Euro-Rettungskosten: Nebel in der Levante

Wenn es darum geht, vor der Wahl die Kosten der Euro-Rettung zu vertuschen, zu vernebeln und falsche Fährten zu legen, sind Berliner Politiker einsame Spitze. Jeder Wähler sollte wissen, dass die Rechnungen kurz nach dem Bundestagswahltermin am 22. September 2013 präsentiert werden. Flankiert werden die Nebelwerfer von der Wirtschaft, die immer ein enges Verhältnis zur Politik pflegte – egal wer an der Regierung war oder ist. So brachte der Bundesverband der Deutschen Industrie (BDI) zur Sanierung der griechischen Finanzen den Verkauf von milliardenschwerem Staatsvermögen ins Gespräch. „In Griechenland soll es staatliches Vermögen von mehreren hundert Milliarden Euro geben. Ich denke beispielsweise an Unternehmen aus der Energiewirtschaft, Häfen, Flughäfen oder Immobilien“, sagte BDI-Präsident Ulrich Grillo im Gespräch mit der „Westdeutschen Allgemeinen Zeitung„.

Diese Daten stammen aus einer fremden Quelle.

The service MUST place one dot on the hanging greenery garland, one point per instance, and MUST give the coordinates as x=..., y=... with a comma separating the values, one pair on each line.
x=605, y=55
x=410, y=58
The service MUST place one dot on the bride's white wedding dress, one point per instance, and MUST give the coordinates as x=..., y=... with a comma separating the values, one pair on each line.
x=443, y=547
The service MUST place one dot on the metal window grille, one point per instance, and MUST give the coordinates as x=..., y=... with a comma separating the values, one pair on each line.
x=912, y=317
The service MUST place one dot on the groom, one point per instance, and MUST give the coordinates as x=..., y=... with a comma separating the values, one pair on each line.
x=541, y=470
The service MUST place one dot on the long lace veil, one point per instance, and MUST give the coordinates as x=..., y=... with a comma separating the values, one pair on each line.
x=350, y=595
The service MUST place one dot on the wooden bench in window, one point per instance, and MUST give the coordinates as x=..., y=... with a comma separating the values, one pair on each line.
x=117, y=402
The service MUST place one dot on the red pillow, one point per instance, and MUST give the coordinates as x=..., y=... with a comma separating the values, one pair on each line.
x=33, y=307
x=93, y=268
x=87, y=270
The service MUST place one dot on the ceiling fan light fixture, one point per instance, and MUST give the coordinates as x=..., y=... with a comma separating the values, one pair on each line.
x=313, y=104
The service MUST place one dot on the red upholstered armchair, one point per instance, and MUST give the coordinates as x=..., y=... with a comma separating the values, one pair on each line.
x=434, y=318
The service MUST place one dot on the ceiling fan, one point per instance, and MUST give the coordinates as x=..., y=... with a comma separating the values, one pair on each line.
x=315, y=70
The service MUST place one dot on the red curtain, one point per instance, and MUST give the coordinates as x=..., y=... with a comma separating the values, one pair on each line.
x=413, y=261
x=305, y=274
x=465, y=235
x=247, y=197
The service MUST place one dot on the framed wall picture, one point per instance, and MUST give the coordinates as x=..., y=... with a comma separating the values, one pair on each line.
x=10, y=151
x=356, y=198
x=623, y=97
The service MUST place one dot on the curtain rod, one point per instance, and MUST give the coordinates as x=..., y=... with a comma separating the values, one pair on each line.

Das hört sich toll an. Der Wähler soll glauben, jetzt könne in Griechenland richtig gespart werden, und Belastungen des deutschen Steuerzahlers würden vermieden. Das ist natürlich alles Legende, und das Schlimme ist, dass Grillo das wissen müsste. Falls nicht, sollte er seine volkswirtschaftliche Abteilung beim BDI rauswerfen. Denn die Privatisierung der griechischen Staatswirtschaft läuft seit Jahren – oder besser gesagt, sie läuft überhaupt nicht. Ursprünglich war vorgesehen, bis Ende 2015 durch Privatisierungen 50 Milliarden Euro einzunehmen. Bereits beim zweiten Griechenland-Programm wurde das Ziel um ein Jahr verlängert und der Betrag auf 24 Milliarden Euro reduziert. Inzwischen wurde weiter verschoben und gesenkt: Jetzt sollen bis Ende 2020 22,7 Milliarden Euro zusammenkommen, schreibt die Bundesregierung in der Bundestagsdrucksache 17/14530 auf die Frage Nr. 41 des SPD-Abgeordneten Joachim Poß (Seite 47). Die Milliarden werden natürlich nicht zusammenkommen.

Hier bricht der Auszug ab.